We toasted one last time with the flask, “To our friendship!,” and then I zigzagged my way down the street toward my waiting car. A light wind picked me up and guided me forward, cleaning the dust off my neck and wiping a spot of blood from my lower chin. The day was shifting from unbearable humidity to elusive summer pleasure, much as the violence against me had given way to pity and understanding. All I ask is the occasional reprieve.

“Did you talk to the Americans?” Mamudov asked.

“No,” I said, massaging the bruised flab around my kidneys. “But I spoke to some Russians, and they made me feel good again. There are wonderful countrymen around us, don’t you think so, Mamudov?” My Chechen driver said nothing. “Let’s go to the Mountain Eagle,” I said. “Maybe Alyosha-Bob and his friends are still there. I want to drink some more!”

Alyosha-Bob and Ruslan the Enforcer had just quit the premises, but the artist Valentin was still dawdling, hungrily finishing up everyone’s sour cabbage and cramming several slices of leftover Georgian cheese bread into his broken-down satchel.

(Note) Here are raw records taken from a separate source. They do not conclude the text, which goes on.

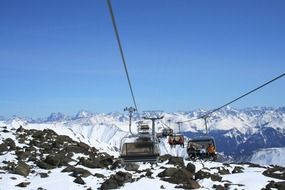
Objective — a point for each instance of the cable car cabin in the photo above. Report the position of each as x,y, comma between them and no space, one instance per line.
202,148
176,139
144,131
140,150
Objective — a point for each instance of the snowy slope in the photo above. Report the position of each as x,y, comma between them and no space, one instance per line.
238,132
269,156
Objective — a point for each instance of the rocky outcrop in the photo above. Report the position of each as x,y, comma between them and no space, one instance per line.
179,176
275,172
116,180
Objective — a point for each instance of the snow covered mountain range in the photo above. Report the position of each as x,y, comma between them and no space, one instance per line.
238,132
81,152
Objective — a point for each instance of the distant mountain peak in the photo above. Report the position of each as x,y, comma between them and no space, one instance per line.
83,114
56,116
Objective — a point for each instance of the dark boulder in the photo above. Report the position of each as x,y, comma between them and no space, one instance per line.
191,168
90,163
53,160
132,167
202,175
10,143
23,184
116,180
43,165
80,172
68,169
163,158
43,175
99,175
79,180
3,148
176,161
219,187
275,185
179,176
216,177
238,169
275,172
22,169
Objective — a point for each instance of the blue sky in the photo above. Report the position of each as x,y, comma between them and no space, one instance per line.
62,56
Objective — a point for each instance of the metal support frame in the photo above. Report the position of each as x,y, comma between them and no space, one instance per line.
131,110
153,119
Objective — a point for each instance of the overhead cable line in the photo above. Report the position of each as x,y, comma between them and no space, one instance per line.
236,99
121,52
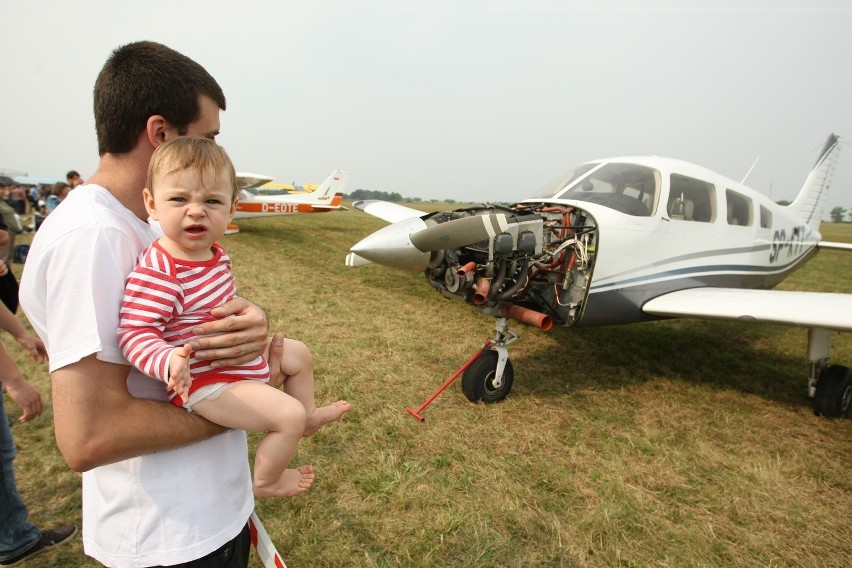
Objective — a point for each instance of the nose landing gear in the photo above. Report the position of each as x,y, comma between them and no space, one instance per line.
487,376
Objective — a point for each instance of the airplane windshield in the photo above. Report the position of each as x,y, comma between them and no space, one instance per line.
628,188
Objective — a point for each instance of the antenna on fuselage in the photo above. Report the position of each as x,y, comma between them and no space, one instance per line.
748,173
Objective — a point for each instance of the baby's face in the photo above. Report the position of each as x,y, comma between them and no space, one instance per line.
193,210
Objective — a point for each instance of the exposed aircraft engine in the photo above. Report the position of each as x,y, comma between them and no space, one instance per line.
531,262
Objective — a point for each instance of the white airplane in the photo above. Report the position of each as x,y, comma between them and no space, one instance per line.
254,203
626,240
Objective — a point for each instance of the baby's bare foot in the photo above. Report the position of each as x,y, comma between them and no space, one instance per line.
324,414
291,483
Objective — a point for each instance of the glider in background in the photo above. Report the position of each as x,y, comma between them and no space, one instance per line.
255,202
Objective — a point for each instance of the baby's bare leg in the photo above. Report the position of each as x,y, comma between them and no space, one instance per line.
297,366
256,407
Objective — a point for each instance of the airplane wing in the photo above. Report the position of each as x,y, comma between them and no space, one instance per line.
387,211
834,246
247,180
804,309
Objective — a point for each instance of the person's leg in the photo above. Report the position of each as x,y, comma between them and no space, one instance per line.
17,535
256,407
297,366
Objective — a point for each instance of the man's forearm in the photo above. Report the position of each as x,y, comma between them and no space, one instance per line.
98,422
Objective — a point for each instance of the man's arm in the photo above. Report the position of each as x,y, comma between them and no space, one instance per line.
244,334
98,422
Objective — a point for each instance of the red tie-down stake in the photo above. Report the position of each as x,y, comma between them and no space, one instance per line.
416,413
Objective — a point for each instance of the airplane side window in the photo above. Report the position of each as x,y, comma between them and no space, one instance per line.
628,188
739,208
690,199
765,217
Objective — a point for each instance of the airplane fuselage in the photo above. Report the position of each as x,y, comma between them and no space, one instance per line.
251,206
595,245
639,257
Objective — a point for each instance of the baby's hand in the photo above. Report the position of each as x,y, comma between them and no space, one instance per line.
179,377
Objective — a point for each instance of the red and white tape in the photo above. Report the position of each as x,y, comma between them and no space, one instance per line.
263,544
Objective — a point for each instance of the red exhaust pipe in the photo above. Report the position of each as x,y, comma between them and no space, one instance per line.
480,294
525,315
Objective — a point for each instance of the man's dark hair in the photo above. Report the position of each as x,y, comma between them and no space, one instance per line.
143,79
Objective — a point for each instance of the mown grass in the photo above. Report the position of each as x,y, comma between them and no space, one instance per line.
677,443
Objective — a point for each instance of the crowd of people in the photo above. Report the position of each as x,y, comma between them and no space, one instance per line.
166,478
32,203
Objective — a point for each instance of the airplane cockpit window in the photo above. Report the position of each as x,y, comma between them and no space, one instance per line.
691,199
765,217
628,188
739,208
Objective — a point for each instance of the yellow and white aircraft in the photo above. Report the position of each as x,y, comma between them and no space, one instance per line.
256,203
625,240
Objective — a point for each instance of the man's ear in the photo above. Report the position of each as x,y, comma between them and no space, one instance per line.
148,197
156,129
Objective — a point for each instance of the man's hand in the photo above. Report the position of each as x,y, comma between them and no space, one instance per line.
238,335
179,377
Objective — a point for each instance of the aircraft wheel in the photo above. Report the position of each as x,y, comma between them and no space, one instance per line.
478,379
833,395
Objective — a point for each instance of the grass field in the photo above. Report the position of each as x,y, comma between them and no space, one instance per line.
676,443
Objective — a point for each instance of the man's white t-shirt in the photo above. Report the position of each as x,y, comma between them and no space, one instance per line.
163,508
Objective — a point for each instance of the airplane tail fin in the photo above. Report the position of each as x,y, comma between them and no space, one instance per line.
808,205
327,192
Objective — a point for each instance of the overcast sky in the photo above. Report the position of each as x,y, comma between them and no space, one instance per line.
472,100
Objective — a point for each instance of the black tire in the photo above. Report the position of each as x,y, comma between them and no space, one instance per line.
478,379
833,395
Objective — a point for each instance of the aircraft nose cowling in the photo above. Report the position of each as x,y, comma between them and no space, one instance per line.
460,232
391,246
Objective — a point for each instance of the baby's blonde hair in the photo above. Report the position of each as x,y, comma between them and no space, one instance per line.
199,154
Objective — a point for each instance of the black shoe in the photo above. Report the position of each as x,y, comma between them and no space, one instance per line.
49,539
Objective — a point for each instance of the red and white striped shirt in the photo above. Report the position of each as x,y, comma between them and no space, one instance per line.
164,299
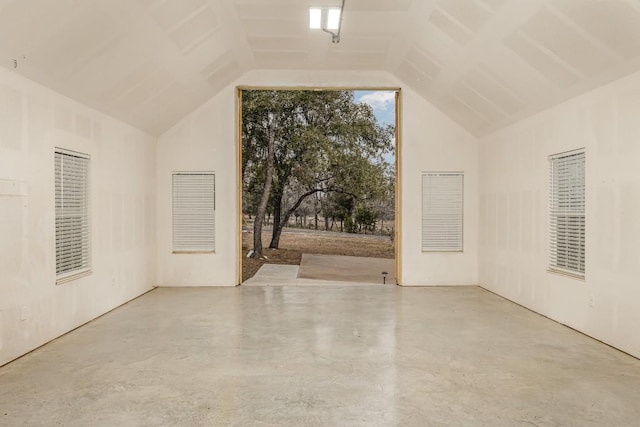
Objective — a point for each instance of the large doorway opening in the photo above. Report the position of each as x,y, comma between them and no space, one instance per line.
318,183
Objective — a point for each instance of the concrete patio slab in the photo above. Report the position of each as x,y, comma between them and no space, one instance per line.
346,268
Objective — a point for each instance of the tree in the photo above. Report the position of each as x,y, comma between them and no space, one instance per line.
324,143
264,123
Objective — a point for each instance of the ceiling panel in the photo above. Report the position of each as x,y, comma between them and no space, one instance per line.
485,63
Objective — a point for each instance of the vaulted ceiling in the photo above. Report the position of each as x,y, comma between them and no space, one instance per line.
485,63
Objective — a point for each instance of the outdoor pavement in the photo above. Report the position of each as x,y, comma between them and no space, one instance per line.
326,269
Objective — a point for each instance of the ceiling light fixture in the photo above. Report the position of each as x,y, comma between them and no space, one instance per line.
327,19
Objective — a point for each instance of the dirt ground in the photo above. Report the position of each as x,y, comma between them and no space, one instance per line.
294,244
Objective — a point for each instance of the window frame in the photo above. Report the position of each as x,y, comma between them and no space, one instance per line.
567,213
178,245
83,265
458,245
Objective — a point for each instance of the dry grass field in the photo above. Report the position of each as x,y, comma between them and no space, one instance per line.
294,243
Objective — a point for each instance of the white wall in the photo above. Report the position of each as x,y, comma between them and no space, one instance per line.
34,120
206,141
434,143
513,211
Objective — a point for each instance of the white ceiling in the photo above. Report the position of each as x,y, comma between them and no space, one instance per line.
485,63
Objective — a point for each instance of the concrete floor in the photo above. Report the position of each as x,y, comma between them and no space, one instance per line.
346,268
311,356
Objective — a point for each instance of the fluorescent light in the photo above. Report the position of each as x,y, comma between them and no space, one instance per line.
315,18
333,19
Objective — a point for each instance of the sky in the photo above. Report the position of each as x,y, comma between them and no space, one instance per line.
383,103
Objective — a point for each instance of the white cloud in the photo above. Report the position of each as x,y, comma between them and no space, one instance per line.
379,101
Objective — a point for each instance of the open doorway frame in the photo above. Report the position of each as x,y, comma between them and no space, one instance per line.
398,167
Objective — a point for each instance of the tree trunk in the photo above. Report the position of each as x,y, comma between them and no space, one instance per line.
262,207
277,220
277,228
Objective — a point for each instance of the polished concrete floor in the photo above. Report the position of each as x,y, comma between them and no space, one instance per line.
324,355
347,268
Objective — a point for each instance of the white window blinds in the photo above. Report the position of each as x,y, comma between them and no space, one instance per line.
194,212
442,211
72,213
567,213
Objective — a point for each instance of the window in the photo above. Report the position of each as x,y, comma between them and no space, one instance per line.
73,257
194,212
567,213
442,211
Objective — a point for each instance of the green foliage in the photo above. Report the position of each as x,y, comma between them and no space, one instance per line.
325,142
349,225
365,219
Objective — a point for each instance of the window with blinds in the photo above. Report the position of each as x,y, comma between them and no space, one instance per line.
567,213
194,212
73,251
442,211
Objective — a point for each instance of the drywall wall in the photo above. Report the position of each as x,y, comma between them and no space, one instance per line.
206,141
514,219
34,120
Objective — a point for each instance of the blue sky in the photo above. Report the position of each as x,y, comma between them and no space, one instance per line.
383,103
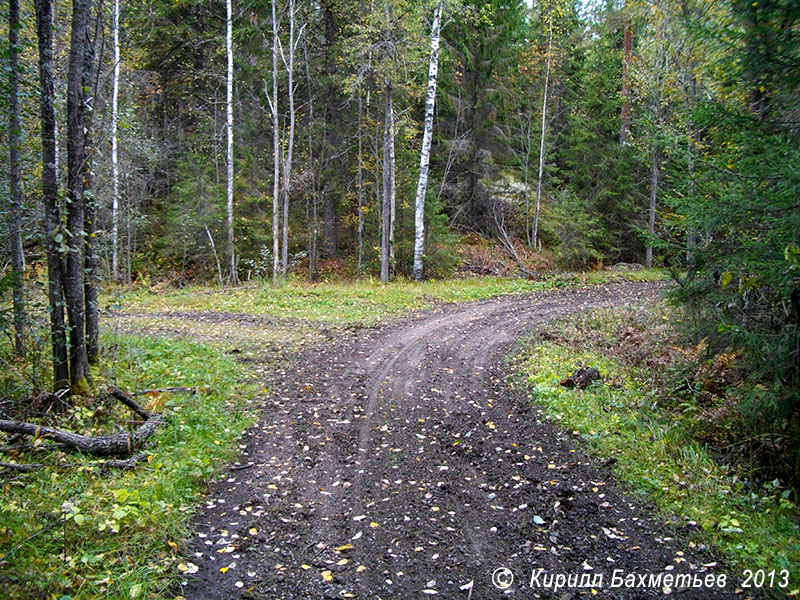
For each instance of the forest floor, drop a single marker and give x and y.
(394, 461)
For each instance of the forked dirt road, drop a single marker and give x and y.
(395, 463)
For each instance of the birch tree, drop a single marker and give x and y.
(542, 140)
(425, 151)
(288, 57)
(276, 165)
(229, 131)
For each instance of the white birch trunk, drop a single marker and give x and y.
(229, 127)
(114, 163)
(287, 164)
(275, 150)
(425, 151)
(541, 143)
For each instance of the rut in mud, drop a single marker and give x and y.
(394, 463)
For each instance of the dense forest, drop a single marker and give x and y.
(253, 152)
(196, 141)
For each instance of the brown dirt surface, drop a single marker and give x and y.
(394, 462)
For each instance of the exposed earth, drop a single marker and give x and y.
(395, 462)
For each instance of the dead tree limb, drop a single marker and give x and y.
(171, 390)
(505, 240)
(117, 444)
(24, 468)
(130, 403)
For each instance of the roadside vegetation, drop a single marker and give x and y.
(674, 419)
(73, 528)
(367, 302)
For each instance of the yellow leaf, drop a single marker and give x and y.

“How are you doing, little brother?” I said. “Enjoying the beautiful day?”

“I’m going to see my friends at the Alabama Father strip club,” Valentin said sheepishly.

I presumed he meant the mother-daughter whore team. “Hey, why don’t I take you and Naomi and Ruth out to dinner!” I said. “We’ll go to the Noble’s Nest.”

The monarchist, although presumably well fed on Alyosha-Bob’s ruble, clapped his hands together. “Dinner!” he cried. “How very Christian of you, sir!”

* * *

The Alabama Father strip club was all but empty at this time of day, only four drunk members of the Dutch consulate passed out in the back by the empty roulette table and the imported rum-and-Coke machine. Despite the lack of an audience, Valentin’s special friends, Elizaveta Ivanovna and her daughter, Lyudmila Petrovna, were up on the makeshift stage grinding against two poles to the sound of the American super-band Pearl Jam.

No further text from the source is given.